Paolo è uno che ci crede, non che ci fa. È capace di girare per i boschi alla ricerca dell’albero giusto, quello che lo ispiri. “Ogni singola fase di lavorazione, partendo dal taglio del tronco sino ad arrivare alla verniciatura finale, è svolta e seguita personalmente dai nostri artigiani, all’interno del nostro laboratorio. Non utilizziamo semilavorati prodotti da industrie esterne, seguiamo personalmente l’intero processo produttivo. Non ci interessano i grandi numeri. Ci basta sapere che ogni oggetto che esce dal nostro laboratorio rappresenta la massima espressione in fatto di qualità e cura dei dettagli. I nostri tre maestri si sono ‘ritirati’, ma sono sempre in giro per i banchi a dare consigli, e abbiamo quattro apprendisti, tra i 19 e i 28 anni, che abbiamo scelto particolarmente giovani e specialmente entusiasti, perché crediamo che per avere piante rigogliose bisogna scegliere con cura i germogli”.
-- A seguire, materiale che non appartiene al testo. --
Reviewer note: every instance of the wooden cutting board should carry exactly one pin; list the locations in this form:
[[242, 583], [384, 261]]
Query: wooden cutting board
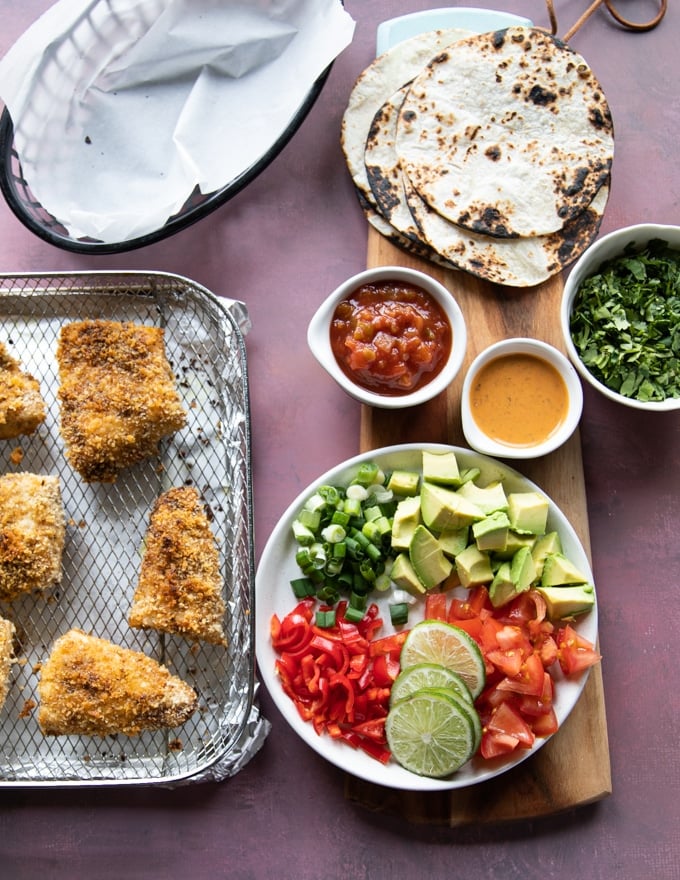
[[573, 768]]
I legni scelti fanno parte della tradizione della sedia di Chiavari, solidi, duri ed elastici. Le specie sono quelle che crescono spontaneamente nell’Appennino Ligure: il faggio, il ciliegio, il frassino e l’acero.

“Ognuno di essi ha un carattere e una personalità diversa che occorre conoscere a fondo per lavorarli al meglio. Parliamo con i coltivatori, scegliamo personalmente il legno, ne seguiamo direttamente il taglio, la preparazione e la naturale stagionatura. Attendiamo pazientemente dai 2 ai 5 anni prima che le tavole accatastate all’aperto siano pronte per essere lavorate. Collaboriamo col Parco Naturale dell’Aveto per l’approvvigionamento di legname certificato di provenienza locale all’interno di un progetto europeo per la valorizzazione del patrimonio forestale locale. Il concetto di ‘sostenibilità’ non è per noi una moda o una strategia di marketing, ma è da sempre la nostra consueta maniera di lavorare”. Siamo tra Thoreau e Rousseau, con una spruzzata di Steve Jobs, quando predicava ‘Stay hungry, Stay foolish’.

Ciò che veramente angustia Paolo Levaggi non sono le perdite economiche, è la paura di perdere una clientela affezionata ed esigente: “Il nostro target era chiaramente alto, visto il tipo di mobile medio-alto, la crisi ci aveva permesso di avere in catalogo oltre alle ‘Chiavarine’, il pezzo forte della casa, anche sedie e mobili di altro genere, per arredare intere stanze con nostre creazioni. Stavamo volando. Non esagero. Il nostro primo impegno sarà quello di non perdere troppa quota”.

Appollaiati su una catasta di sedie che si regge su un equilibrio instabile: acrobazia da circo cinese eseguita da due folli artigiani chiavaresi. Scommettete che a Paolo e Gabriele riuscirà anche questa?